Ich kann seine Beweggründe nachvollziehen. Auch ich kenne den Wunsch nach Selbständigkeit. Der Wunsch, in den eigenen vier Wänden zu wohnen, auch wenn sie nur gemietet sind.
Er erzählt mir von seinen ersten Erfahrungen auf dem Wohnungsmarkt. Er startete seine Wohnungssuche auf diverse Internetseiten. Im Landkreis Neu-Ulm, stehen ihm 42 Treffer zur Verfügung, in der Stadt Neu-Ulm nur noch 23 Treffer. Die Suche nach Wohnungen in Neu-Ulm mit einem Radius von 5 km, welche dann die Stadt Ulm mit einbezieht, ergab 67 Treffer. Sehr Optimistisch stürzte er sich in die Detailreichen Angebote. Sehr schnelle stellte er fest, dass es zwar einige Angebote gab, die meisten davon allerdings ausschieden. Entweder waren die Wohnungsangebote viel zu teuer, oder gleich so unattraktiv, dass er dort nicht mal nur übergangsweise wohnen möchte. Er ließ sich nicht entmutigen und fand nach langer Suche drei geeignete Wohnungen. Er schrieb die Makler an und vereinbarte Termine.

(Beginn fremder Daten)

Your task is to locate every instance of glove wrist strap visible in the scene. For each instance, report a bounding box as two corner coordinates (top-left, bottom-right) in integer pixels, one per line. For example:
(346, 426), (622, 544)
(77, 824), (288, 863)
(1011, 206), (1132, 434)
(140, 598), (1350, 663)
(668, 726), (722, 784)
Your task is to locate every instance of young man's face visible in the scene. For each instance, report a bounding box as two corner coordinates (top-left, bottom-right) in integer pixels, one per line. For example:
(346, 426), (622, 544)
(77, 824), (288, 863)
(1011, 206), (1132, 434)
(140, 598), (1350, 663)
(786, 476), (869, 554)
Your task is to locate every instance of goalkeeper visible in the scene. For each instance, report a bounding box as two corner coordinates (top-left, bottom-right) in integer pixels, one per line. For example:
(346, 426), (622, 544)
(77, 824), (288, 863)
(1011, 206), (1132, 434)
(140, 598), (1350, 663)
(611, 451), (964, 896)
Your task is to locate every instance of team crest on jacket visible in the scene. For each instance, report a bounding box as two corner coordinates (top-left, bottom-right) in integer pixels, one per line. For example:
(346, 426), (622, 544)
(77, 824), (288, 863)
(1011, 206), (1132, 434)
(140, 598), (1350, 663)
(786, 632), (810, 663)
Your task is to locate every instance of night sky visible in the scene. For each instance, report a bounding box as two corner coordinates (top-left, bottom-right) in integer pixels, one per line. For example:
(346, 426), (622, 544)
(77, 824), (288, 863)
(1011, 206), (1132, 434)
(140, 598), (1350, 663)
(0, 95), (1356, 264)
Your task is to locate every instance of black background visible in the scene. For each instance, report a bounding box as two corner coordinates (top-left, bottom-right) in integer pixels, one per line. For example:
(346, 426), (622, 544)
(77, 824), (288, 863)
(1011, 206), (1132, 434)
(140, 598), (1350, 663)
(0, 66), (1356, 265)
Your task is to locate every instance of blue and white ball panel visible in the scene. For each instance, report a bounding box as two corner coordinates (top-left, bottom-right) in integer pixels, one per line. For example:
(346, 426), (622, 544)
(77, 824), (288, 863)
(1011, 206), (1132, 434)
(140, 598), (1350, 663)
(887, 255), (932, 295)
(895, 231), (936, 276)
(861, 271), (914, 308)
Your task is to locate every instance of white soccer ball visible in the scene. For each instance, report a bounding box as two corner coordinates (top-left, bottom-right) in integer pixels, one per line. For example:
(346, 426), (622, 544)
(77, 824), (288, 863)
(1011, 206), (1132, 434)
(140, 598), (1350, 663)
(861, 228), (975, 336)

„Stink sauer bin ich“, erzählte er mir bei unserem Gespräch, direkt nach den Besichtigungsterminen. „Ich bin so sauer! Nicht auf die Makler, die haben einen guten Job gemacht. Sondern auf mich!“ sagte er. Ich fragte ihn weshalb er auf sich sauer sei. Er glaubte, die Wohnungssuche würde erfolgreicher für ihn verlaufen. Aber genau das umgekehrte passierte. Er war frustriert und ihm wurde gleich zu Beginn seines neuen Lebensprojektes eines bewusst, erzählte er mir. „Ich habe das erste Mal in meinem Leben gespürt, dass ich zur unteren Hälfte der Gesellschaft gehöre. Ich dachte immer, dass ich normal aufgewachsen bin, in einer mittelständischen Familie. Ich habe einen normalen Schulweg bestritten. Klar, ich war nie ein Musterschüler, wer ist das schon. Aber ich war auch nicht der Dümmste. Ich habe einen rechtschaffenen Beruf gelernt und gehe jede Woche 40 Stunden arbeiten. Überstunden kommen auch ab und an mit dazu. Ich habe mich nie vor Arbeit gescheut. Jetzt bin ich an einem Punkt angekommen, an dem ich merke, dass meine Bemühungen, im Leben klar zu kommen, nichts wert sind.“
Was soll man dazu sagen. Mit einem Einkommen von rund 1.600€ netto konnte er seinen Lebensunterhalt locker bestreiten. Er musste bisher auch keine Miete bezahlen. Doch das Leben in den eigenen vier Wänden wird um ein Vielfaches teurer, wenn die monatliche Miete zu zahlen ist. Als Single ist diese Hürde kaum zu bewältigen. Fast 1000€ pro Monat sind derzeit fällig, wenn sich jemand eine hübsche Singlewohnung in Ulm oder Neu-Ulm leisten möchte. Hinzu kommen Ausgaben für Versicherungen, wie die private Altersvorsorge laufende Kosten für einen Handyvertrag, den ohne Mobiltelefon ist man heutzutage ohnehin aufgeschmissen. Kosten für ein Fitnessstudio und vieles Mehr. Essen, Trinken und ab und an sich mit Freunden treffen gehört ebenso zum Leben mit dazu. Doch mit den verbleibenden 600 € pro Monat, da kommt man nicht weit.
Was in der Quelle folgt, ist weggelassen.